One word that speaks to the sort of leadership that congregational leaders seek is phronesis, or practical wisdom. This term, handed down from Greek philosophers and baptized by Paul in his Philippian letter, speaks to a way of being, thinking and feeling that leads to proper action. Phronesis is the wisdom drawn from experience, knowledge and insight to do the good and right thing in any particular context and moment.
Who doesn’t want to develop that capacity?
To be a person who possesses phronesis, or practical wisdom, may I suggest attending to the many sources that give life to practice? Practical wisdom is rooted in:
Situated awareness – noticing and interpreting the particular context in which you are located at any given time.
Emotional attunement – identifying and remaining aware of your emotions and the emotions of others.
Critical thinking – developing the capacity to analyze and evaluate concepts, ideas and actions in a disinterested way to pursue what is true.
Relational connectedness – nurturing a web of relationships as a mentor, as a mentee, with your peers and with trusted friends.

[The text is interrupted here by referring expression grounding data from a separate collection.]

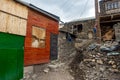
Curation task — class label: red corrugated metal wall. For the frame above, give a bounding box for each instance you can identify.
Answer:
[24,9,59,66]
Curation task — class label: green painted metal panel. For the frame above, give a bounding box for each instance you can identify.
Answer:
[0,32,24,80]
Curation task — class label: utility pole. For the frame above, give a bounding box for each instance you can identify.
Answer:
[95,0,99,19]
[95,0,101,43]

Theological imagination – working with the narratives of Scripture to draw out God’s wisdom and empathy to shape Christian responses.

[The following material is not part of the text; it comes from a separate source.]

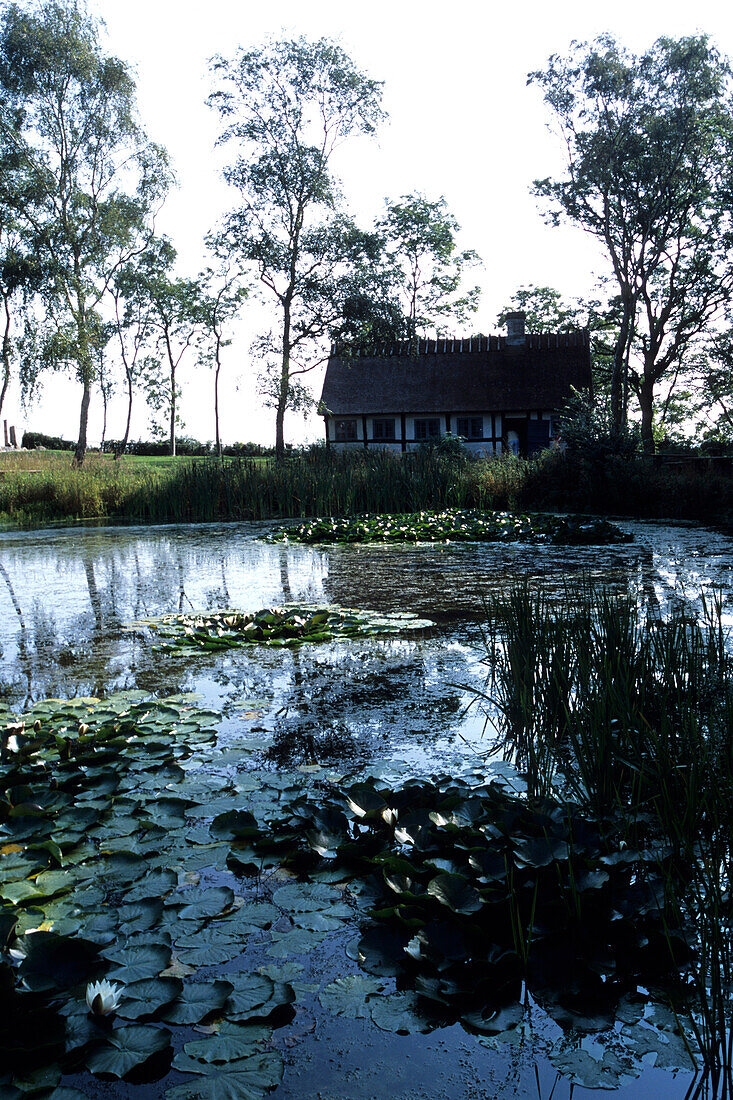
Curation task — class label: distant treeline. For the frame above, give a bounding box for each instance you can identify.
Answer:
[21,432,279,458]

Pastoral imagination – practicing a sometimes risky but always grace-filled engagement to partner with God’s redemptive purposes.
Spiritual discernment – perceiving what is of God and what is not of God by spending time with Him.
- Communal wisdom – recognizing that you’re not the first person to wrestle with this – you’re part of a community.
All of these ways to engage require practice and attention. Whether you are formally studying ministry and theology like the doctoral students on our campus earlier this month or whether you are deeply embedded in congregational life and leadership, the quest to be a person of practical wisdom is a real one. Perhaps one way to deepen the hunger for that quest is to suggest another look at the apostle Paul’s use of the word phronesis in the Philippian letter, when he encourages the Philippians to model their thinking, feeling and action on Jesus. The word isn’t obvious in English, but in Greek it is crystal clear. Paul says, “Let the same phronesis be in you as was in Christ Jesus” (Phil 2:5). Wisdom, practical wisdom, indeed!